Hazret-i Ebû Bekr, Resûlullahdan iki sene ve birkaç ay sonra dünyâya geldi. Babası, Ebû Kuhâfe Osmândır. Yedinci babası olan Mürre, Resûlullahın da yedinci babasıdır. İsmi önceden Abdülkâ’be idi. Resûl aleyhisselâm Abdüllah olarak değişdirdi. Ebû Bekr, Bekrin babası demekdir. Bekr isminde oğlu yokdur. Fekat, Arabistândaki âdete göre, oğlu olmak için, bir erkek babası diye soyadı konulurdu. Bunun için, kendisine Ebû Bekr demiş idi. Cehennemden âzâd olduğu, çeşidli hadîs-i şerîflerde bildirildiği için,(Atîk), ya’nî (âzâd olmuş adam) da denir. Resûlullahın mi’râcını işitir işitmez, inanarak kâfirleri şaşkına çevirdiği için, Allahü teâlâ (Sıddîk) ismini vererek şereflendirdi. Beyâz yüzlü, za’îf, nûrlu bir zât idi. Îmâna gelmeden evvel Kureyş kâfirlerinin ileri gelenlerinden, büyüklerinden, sayılı olanlarından ve sözü tutulanlarından idi. Îmâna gelmeden önce de, çok afîf, ağırbaşlı, doğrulukla meşhûr idi. Hiç şerâb içmemiş, şi’r söylememişdi. Mekkenin sayılı tüccârlarından olup, pek zengin idi. Çok hayr yapar, iyiliği severdi. Îmâna gelmeden evvel, Resûlullah ile gençlik arkadaşı idi. Çok sevişirlerdi. Ticâret için gitdiği yerlerde, âhır zemân Peygamberinin geleceğini, kendisinin ona sahâbî olacağını, kâhinlerinden ve din âlimlerinden çok işitmişdi. Resûlullah çağırınca, seve seve hemen îmâna geldi. Annesi Ümmülhayr da, ilk îmâna gelenlerdendir. Fekat babası Osmân, ancak Mekkenin fethinde, çok yaşlı iken îmâna geldi. Eshâb-ı kirâm arasında, babası, anası ve çocuklarının ve torunlarının hepsi îmâna gelen, Ebû Bekrden başka kimse yokdu.
Mekkede iken ve hicret ederken ve Medînede her gazâda ve harb olmıyan zemânlarda Resûlullahın yanından ayrılmadı. Bir iki def’a izn ile ayrılmışdır.

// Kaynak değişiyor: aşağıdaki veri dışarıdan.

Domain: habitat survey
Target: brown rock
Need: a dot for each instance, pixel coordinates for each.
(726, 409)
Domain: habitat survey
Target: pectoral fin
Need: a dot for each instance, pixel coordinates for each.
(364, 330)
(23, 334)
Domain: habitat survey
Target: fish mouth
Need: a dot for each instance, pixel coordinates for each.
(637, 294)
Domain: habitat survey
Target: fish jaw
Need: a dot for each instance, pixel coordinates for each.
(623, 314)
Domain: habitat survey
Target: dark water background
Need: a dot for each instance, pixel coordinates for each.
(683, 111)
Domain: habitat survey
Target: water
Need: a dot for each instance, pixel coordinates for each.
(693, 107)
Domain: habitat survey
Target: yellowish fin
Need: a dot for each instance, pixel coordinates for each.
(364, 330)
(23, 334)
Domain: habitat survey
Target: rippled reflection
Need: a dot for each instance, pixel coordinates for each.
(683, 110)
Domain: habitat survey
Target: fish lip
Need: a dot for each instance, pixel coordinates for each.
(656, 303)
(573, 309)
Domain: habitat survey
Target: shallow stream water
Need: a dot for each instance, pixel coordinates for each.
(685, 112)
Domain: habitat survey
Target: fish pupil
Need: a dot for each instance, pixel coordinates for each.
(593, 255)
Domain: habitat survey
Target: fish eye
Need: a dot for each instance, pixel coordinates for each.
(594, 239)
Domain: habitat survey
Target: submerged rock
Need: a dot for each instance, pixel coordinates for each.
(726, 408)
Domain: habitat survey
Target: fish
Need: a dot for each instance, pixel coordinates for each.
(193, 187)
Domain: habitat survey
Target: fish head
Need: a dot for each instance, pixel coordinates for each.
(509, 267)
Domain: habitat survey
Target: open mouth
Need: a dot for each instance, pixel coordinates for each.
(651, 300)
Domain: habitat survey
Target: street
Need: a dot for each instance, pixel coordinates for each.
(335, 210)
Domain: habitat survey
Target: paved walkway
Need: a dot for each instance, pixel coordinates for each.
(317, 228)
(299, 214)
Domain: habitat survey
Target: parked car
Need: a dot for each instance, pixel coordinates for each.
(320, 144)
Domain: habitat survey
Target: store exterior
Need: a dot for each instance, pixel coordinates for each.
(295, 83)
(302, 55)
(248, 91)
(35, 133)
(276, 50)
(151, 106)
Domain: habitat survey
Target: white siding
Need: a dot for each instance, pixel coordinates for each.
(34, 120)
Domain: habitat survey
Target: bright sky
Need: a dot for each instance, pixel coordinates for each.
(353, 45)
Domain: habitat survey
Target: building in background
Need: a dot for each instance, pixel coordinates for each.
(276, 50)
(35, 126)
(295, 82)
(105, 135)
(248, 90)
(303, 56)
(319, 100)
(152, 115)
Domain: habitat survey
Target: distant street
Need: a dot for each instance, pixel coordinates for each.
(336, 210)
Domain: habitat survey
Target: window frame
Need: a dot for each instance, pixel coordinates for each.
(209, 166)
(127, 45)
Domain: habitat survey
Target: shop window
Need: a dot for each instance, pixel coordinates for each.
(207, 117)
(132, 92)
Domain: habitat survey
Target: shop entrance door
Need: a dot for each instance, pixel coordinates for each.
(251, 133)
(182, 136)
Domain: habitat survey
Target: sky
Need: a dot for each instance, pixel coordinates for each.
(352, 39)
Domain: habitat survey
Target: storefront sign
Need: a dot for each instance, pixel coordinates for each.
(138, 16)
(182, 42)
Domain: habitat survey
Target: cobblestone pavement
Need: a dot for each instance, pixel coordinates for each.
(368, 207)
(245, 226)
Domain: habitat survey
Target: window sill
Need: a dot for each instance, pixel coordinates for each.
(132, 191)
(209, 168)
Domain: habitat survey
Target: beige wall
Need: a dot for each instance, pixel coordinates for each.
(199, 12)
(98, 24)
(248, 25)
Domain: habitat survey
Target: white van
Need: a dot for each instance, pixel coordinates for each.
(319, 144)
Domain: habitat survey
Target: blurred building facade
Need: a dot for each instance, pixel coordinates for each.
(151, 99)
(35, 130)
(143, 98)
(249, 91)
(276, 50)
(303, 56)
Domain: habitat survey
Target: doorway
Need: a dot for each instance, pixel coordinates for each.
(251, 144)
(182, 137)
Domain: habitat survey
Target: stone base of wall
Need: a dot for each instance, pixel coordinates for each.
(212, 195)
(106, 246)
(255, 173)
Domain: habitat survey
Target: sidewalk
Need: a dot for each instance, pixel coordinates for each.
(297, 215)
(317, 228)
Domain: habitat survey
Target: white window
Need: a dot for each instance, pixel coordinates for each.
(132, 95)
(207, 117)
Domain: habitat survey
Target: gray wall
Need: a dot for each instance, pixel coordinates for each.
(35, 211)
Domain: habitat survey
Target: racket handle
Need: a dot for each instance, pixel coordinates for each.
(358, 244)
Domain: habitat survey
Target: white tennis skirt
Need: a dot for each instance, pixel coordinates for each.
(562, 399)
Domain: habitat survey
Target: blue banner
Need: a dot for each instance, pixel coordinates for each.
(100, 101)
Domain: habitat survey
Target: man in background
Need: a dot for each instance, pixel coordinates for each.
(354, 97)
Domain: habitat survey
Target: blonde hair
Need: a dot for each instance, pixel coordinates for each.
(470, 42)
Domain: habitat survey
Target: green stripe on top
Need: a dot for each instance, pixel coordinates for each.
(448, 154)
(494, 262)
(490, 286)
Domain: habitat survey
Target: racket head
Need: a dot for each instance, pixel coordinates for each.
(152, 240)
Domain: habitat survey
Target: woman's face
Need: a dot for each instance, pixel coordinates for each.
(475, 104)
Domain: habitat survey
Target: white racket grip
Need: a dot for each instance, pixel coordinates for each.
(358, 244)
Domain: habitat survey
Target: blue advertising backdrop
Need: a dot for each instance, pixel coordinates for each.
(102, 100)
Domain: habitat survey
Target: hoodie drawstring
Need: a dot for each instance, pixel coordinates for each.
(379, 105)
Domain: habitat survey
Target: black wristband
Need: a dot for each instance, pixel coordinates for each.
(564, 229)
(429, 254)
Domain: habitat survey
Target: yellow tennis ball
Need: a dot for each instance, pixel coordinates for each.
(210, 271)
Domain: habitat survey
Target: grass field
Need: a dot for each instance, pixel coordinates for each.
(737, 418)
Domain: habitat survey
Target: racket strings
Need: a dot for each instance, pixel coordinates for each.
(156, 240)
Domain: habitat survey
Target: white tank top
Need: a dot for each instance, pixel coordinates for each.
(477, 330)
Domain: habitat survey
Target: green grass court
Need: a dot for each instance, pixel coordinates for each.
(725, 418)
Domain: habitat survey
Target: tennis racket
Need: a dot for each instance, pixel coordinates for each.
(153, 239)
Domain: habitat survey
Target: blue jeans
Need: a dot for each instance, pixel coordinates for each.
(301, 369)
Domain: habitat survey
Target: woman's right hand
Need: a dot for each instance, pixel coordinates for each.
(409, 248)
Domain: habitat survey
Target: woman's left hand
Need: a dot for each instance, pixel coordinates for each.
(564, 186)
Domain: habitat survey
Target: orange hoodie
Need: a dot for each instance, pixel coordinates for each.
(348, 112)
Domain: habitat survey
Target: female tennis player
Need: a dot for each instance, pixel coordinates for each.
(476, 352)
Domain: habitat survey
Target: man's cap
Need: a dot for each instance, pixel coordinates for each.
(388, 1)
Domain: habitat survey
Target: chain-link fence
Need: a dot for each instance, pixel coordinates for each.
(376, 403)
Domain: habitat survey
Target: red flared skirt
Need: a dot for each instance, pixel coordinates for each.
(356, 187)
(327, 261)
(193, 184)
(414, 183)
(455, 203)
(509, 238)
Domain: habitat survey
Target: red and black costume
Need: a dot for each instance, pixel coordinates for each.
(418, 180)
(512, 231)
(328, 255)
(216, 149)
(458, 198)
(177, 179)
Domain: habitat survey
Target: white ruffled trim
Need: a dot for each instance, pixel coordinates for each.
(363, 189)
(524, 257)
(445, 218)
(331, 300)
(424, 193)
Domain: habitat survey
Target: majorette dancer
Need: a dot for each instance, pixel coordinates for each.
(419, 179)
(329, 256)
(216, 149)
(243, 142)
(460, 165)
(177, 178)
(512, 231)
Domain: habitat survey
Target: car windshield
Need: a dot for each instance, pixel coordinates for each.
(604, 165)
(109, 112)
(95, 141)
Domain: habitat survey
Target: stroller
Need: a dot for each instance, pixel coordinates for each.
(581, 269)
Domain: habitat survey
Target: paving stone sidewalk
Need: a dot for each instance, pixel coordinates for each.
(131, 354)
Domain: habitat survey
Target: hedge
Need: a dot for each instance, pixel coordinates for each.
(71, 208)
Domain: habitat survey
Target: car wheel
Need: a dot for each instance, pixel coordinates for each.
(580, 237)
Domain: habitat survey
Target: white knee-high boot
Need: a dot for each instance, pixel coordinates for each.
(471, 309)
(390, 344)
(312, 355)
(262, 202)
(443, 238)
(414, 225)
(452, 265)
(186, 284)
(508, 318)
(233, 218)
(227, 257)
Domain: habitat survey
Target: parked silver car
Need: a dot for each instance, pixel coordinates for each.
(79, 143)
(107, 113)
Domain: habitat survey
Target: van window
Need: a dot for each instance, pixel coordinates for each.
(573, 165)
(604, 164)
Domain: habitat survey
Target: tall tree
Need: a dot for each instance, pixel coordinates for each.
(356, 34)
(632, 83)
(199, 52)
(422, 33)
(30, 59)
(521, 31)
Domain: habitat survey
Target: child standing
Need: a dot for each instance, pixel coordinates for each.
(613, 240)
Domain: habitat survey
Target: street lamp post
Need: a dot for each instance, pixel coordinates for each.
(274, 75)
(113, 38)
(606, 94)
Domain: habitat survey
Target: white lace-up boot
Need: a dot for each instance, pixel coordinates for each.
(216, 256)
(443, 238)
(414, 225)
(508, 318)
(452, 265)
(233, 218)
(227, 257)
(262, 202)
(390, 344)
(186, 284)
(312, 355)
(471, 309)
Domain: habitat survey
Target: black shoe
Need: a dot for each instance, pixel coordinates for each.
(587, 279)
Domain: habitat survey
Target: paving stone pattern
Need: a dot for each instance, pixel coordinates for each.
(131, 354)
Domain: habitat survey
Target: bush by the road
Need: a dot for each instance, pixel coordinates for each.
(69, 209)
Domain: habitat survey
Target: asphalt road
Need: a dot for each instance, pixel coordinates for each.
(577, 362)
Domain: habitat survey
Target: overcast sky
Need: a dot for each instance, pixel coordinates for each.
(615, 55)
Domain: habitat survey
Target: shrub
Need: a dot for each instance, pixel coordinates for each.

Resûlullahın sâdık dostu ve sır arkadaşı ve her işinde müsteşârı idi. (Allahü teâlâ, beni dört vezîr ile kuvvetlendirdi. İkisi melekdir. İsmleri Cebrâîl ve Mikâildir. İkisi de insandır. İsmleri Ebû Bekr ve Ömerdir) hadîs-i şerîfi, şerefinin yüksek olduğunu göstermekdedir. Eshâb-ı kirâm, Resûlullahın yanında, halka olarak otururlardı. Resûl aleyhisselâm, sağ yanına Ebû Bekri, sol yanına Ömeri oturturdu. Ebû Bekrin üstüne ve yok iken onun yerine, kimseyi oturtmazdı. Yeri boş kalırdı. Güzel huyları, cesâreti, cömerdliği, ilmi, zekâsı ve hele takvâsı Sahâbenin hepsinden fazla idi.